These are not implementation bugs. They are structural inevitabilities. Any group of intelligent agents that collaborates over time must reinvent organization. Humanity took millennia. We need to be faster.
Core Thesis
Existing multi-agent frameworks share a common, usually unstated assumption:
$$\text{Agent} = \text{Model} + \text{Tools} + \text{Prompt}$$
This is a "no-organization assumption." It treats each agent as a stateless function call — powerful in isolation, but structurally incapable of sustaining collaborative work over time. ensoul proposes an alternative formulation:
$$\text{Effective Agent} = \text{Identity} + \text{Experience} + \text{Deliberation}$$
These are not our invention. They are decades of organizational research — from cognitive psychology to management science — formalized into computable, version-controlled, protocol-native specifications.
| Missing Element | Production Failure Mode | Research Basis | ensoul's Implementation |
|---|---|---|---|
| Persistent Identity | Personality rebuilt from scratch each session; unpredictable behavior | Personal identity theory (Parfit, 1984) | Soul system + declarative specs |
| Experiential Learning | Same mistakes repeated; no improvement from failure | Ebbinghaus (1885); RLHF (Christiano et al., 2017) | 16-module memory ecosystem + evaluation loop + Skills auto-trigger |
| Cognitive Conflict | Groupthink; agents complement rather than challenge; declining decision quality | Janis (1972); Stasser & Titus (1985); Nemeth (1994) | 9 dialectical modes + cognitive conflict constraints |
| Protocol Neutrality | Agent definitions locked to specific SDKs; migration cost $\propto$ definition complexity | Infrastructure as Code (Morris, 2016) | MCP-native, declarative YAML/Markdown |
ensoul is not another orchestration framework.
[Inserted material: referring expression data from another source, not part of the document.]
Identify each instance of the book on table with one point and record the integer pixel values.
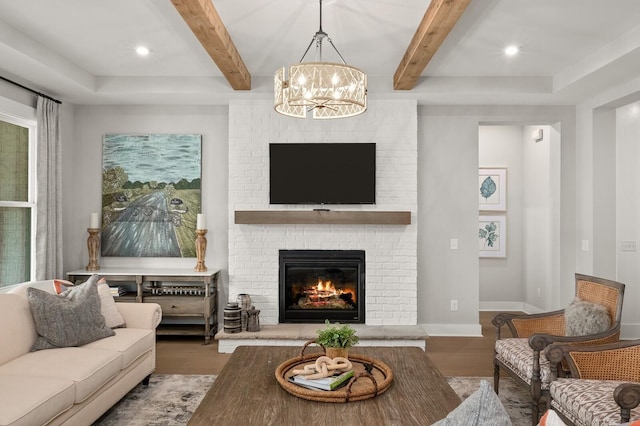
(326, 383)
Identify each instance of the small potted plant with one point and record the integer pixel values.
(336, 339)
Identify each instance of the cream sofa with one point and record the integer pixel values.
(72, 385)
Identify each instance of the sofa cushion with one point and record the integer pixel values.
(112, 317)
(587, 402)
(18, 327)
(32, 400)
(518, 355)
(583, 318)
(88, 368)
(481, 408)
(132, 343)
(72, 318)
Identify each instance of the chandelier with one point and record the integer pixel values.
(330, 90)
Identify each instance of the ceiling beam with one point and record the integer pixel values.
(438, 20)
(203, 19)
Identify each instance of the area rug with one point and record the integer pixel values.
(168, 400)
(515, 399)
(171, 400)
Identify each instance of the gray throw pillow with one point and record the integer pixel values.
(583, 318)
(72, 318)
(481, 408)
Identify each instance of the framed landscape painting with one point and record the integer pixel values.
(493, 236)
(151, 194)
(492, 185)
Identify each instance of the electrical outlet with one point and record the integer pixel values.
(628, 246)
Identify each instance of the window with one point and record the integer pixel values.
(17, 200)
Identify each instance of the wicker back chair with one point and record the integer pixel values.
(522, 356)
(604, 382)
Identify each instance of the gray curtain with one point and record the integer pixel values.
(49, 191)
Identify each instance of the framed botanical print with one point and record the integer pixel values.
(492, 185)
(492, 236)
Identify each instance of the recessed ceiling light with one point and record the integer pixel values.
(511, 50)
(142, 50)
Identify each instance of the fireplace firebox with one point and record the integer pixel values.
(316, 285)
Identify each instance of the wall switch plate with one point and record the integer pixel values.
(628, 246)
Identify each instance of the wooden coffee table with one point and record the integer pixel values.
(246, 392)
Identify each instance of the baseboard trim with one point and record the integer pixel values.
(454, 330)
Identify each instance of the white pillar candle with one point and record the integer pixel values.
(94, 223)
(201, 223)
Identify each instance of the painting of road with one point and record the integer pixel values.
(151, 194)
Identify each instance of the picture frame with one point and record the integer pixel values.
(151, 194)
(492, 234)
(492, 189)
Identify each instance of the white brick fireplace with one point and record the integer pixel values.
(390, 250)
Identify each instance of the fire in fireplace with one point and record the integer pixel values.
(322, 284)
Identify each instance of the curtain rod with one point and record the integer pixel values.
(30, 90)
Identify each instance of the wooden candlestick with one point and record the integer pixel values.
(201, 248)
(93, 244)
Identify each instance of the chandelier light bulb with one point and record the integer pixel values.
(511, 50)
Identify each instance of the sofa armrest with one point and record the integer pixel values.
(140, 315)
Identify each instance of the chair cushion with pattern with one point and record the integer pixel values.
(518, 356)
(587, 402)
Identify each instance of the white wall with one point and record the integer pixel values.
(529, 272)
(447, 176)
(598, 196)
(627, 207)
(502, 279)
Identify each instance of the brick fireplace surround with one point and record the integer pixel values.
(391, 250)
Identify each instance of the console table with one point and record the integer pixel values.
(180, 293)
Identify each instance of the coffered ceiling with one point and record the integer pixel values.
(83, 51)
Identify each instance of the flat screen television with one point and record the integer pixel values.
(322, 173)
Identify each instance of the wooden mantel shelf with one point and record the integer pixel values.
(335, 217)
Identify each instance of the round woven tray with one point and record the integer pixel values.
(363, 385)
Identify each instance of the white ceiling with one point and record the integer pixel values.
(82, 51)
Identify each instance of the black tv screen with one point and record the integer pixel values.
(322, 173)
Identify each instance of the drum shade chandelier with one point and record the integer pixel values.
(328, 89)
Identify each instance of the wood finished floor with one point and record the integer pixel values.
(454, 356)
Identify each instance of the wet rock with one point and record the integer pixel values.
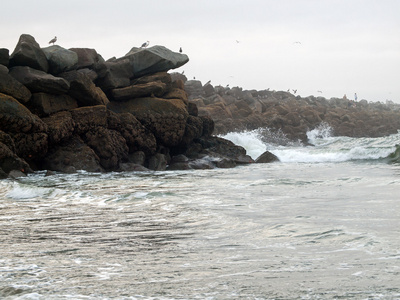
(166, 119)
(4, 57)
(84, 90)
(155, 88)
(71, 156)
(28, 53)
(38, 81)
(60, 127)
(114, 74)
(60, 59)
(10, 86)
(87, 57)
(44, 104)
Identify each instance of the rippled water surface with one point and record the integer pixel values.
(275, 231)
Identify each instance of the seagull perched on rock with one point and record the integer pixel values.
(144, 45)
(53, 40)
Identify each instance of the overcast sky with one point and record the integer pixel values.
(335, 47)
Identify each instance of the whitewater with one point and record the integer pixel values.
(323, 223)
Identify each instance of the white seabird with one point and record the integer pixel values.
(144, 45)
(53, 40)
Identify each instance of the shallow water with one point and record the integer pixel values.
(294, 230)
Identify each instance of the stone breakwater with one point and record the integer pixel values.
(69, 109)
(234, 109)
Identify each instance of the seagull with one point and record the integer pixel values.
(53, 40)
(144, 45)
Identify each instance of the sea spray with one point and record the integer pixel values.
(327, 148)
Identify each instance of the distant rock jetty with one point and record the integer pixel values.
(234, 109)
(68, 109)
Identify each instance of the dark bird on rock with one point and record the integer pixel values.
(53, 40)
(144, 45)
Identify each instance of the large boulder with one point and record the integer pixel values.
(16, 118)
(60, 59)
(89, 118)
(87, 57)
(114, 74)
(28, 53)
(44, 104)
(165, 118)
(60, 127)
(71, 156)
(109, 145)
(10, 86)
(155, 88)
(84, 90)
(10, 161)
(138, 137)
(38, 81)
(154, 59)
(4, 57)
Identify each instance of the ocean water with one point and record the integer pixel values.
(324, 223)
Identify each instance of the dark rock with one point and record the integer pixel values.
(131, 167)
(71, 156)
(44, 104)
(28, 53)
(60, 127)
(166, 119)
(84, 90)
(60, 59)
(10, 86)
(16, 118)
(4, 57)
(89, 118)
(136, 135)
(138, 157)
(158, 162)
(155, 88)
(154, 59)
(87, 58)
(194, 88)
(267, 157)
(109, 146)
(10, 161)
(38, 81)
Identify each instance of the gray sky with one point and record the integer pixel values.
(346, 46)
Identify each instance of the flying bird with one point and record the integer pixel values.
(144, 45)
(53, 40)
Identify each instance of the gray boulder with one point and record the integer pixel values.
(114, 74)
(87, 57)
(154, 59)
(28, 53)
(4, 57)
(60, 59)
(84, 90)
(38, 81)
(10, 86)
(44, 104)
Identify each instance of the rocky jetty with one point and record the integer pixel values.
(69, 109)
(234, 109)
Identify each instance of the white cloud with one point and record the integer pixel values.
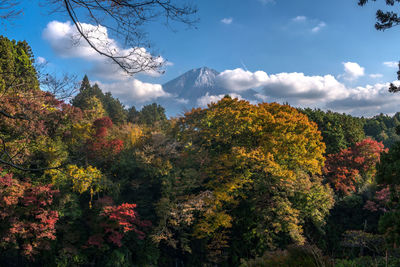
(300, 19)
(352, 71)
(134, 91)
(368, 101)
(207, 99)
(298, 87)
(376, 75)
(227, 21)
(300, 90)
(41, 60)
(391, 64)
(66, 42)
(319, 27)
(240, 80)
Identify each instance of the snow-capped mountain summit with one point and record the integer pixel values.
(195, 88)
(194, 84)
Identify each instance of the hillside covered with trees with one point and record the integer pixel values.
(91, 183)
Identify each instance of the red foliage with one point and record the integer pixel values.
(104, 122)
(26, 217)
(117, 221)
(345, 169)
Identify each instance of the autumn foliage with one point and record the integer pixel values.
(27, 218)
(347, 170)
(101, 146)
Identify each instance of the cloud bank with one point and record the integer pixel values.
(324, 92)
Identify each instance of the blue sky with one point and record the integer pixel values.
(332, 43)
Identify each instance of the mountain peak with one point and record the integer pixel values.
(194, 82)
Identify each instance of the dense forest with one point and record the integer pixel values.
(88, 182)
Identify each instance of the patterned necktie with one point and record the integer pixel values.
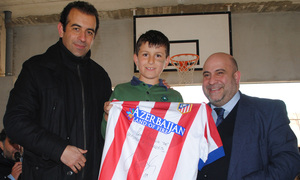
(220, 113)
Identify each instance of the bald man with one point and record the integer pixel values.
(257, 138)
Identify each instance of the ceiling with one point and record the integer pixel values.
(38, 11)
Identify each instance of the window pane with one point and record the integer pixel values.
(287, 92)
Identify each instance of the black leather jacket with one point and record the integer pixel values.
(57, 101)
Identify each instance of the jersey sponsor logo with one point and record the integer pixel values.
(155, 122)
(184, 108)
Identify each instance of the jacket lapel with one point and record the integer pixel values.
(243, 121)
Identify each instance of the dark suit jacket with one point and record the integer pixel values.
(264, 146)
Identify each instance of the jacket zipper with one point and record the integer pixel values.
(83, 113)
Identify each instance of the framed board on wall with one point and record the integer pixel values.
(198, 33)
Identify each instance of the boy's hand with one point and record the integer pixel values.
(16, 170)
(107, 107)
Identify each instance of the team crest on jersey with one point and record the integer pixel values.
(184, 108)
(150, 120)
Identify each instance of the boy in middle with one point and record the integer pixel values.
(151, 57)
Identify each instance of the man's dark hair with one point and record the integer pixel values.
(83, 7)
(154, 38)
(2, 135)
(234, 63)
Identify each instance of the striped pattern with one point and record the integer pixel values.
(139, 151)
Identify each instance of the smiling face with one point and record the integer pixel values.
(220, 79)
(151, 60)
(79, 33)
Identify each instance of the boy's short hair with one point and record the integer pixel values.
(83, 7)
(154, 38)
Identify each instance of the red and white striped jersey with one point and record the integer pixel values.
(158, 140)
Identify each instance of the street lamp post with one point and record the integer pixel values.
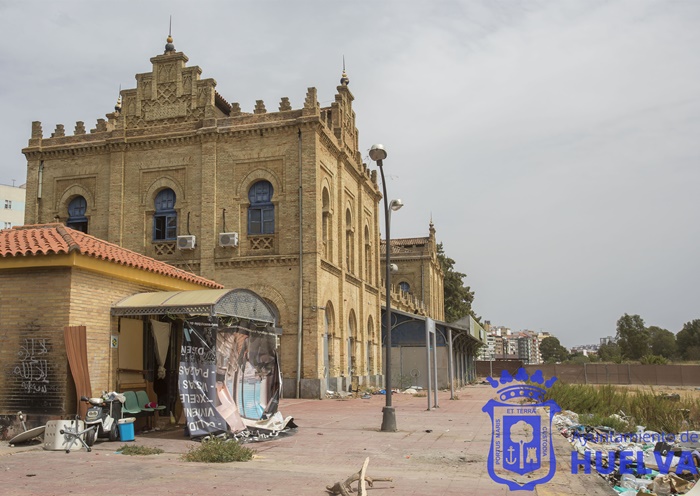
(378, 154)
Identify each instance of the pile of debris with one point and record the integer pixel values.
(640, 462)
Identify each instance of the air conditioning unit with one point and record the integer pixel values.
(187, 242)
(228, 239)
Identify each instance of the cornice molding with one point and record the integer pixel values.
(329, 267)
(270, 261)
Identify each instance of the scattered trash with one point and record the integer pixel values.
(652, 462)
(344, 489)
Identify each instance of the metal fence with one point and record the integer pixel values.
(611, 373)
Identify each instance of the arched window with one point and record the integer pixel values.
(352, 330)
(326, 228)
(368, 256)
(261, 212)
(165, 217)
(349, 242)
(76, 214)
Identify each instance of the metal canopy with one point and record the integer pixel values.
(239, 303)
(408, 329)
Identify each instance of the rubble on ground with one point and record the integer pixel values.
(639, 462)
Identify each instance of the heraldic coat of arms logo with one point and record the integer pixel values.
(521, 454)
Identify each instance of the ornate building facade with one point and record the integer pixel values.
(278, 202)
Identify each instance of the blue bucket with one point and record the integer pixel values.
(126, 429)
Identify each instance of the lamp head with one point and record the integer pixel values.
(377, 153)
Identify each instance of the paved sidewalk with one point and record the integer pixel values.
(437, 452)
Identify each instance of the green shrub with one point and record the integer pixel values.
(218, 451)
(638, 407)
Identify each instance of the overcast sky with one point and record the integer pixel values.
(555, 144)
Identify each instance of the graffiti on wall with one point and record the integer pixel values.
(32, 367)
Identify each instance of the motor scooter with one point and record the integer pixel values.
(103, 414)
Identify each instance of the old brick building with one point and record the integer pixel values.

It is an operating system for the organizational layer of digital civilization — formalizing millennia of human organizational wisdom into AI-executable declarative specifications. 40 MCP tools, 3 transport protocols, 7 LLM providers, multi-channel reach via Feishu, WeCom, and Web.
Formal Framework
Employee Specification
Each AI employee is a declarative specification $e \in \mathcal{E}$, decoupled from code, version-trackable, and IDE-agnostic:
$$e = \langle \text{soul}, \text{name}, \text{model}, \text{tools}, \text{prompt}, \text{args}, \text{output}, \text{skills} \rangle$$
Where:
- $\text{soul} \in \Sigma^*$ — Soul configuration (Markdown), defining the employee's persistent identity, personality, and behavioral principles; auto-versioned
- $\text{model} \in \mathcal{M}$ = {
claude-*,gpt-*,deepseek-*,kimi-*,gemini-*,glm-*,qwen-*} — Unified routing across 7 providers - $\text{tools} \subseteq \mathcal{T}$ — Available tool set, constrained by
PermissionPolicy - $\text{prompt}: \Sigma^* \to \Sigma^*$ — Markdown template function with variable substitution and context injection
- $\text{skills} \subseteq \mathcal{S}$ — Auto-trigger rule set defining scene-matching conditions and memory-loading strategies
Structured Dialectical Deliberation
The deliberation process is formalized as a 4-tuple $D = \langle P, R, \Phi, \Psi \rangle$:
| Symbol | Definition | Description |
|---|---|---|
| $P = {p_1, \ldots, p_n}$ | Participant set | $p_i = (\text{employee}, \text{role}, \text{stance}, \text{focus})$ |
| $R = [r_1, \ldots, r_k]$ | Round sequence | $r_j \in$ {round-robin, cross-examine, steelman-then-attack, debate, vote, ...} |
| $\Phi$ | Disagreement constraint function | $\text{must_challenge}(p_i) \subseteq P \setminus {p_i}$; $\text{max_agree_ratio}(p_i) \in [0, 1]$ |
| $\Psi$ | Tension seed set | Pre-seeded controversy points that force topic-space diversification |
Key constraint: When $\Phi$ defines $\text{max_agree_ratio}(p_i) = \rho$, participant $p_i$ may not agree with others' views in more than proportion $\rho$ of the entire discussion, forcing cognitive conflict rather than groupthink. This corresponds to the Devil's Advocacy method from organizational decision research (Schwenk, 1990).
Memory Evolution Model
Each memory $m$'s effective confidence decays over time, following the exponential model of Ebbinghaus's forgetting curve:
$$C_{\text{eff}}(t) = C_0 \cdot \left(\frac{1}{2}\right)^{t / \tau}$$
Where $C_0$ is initial confidence (default 1.0), $t$ is memory age in days, and $\tau$ is half-life (default 90 days). Retrieval ranks by $C_{\text{eff}}$; memories below threshold $C_{\min}$ are automatically culled.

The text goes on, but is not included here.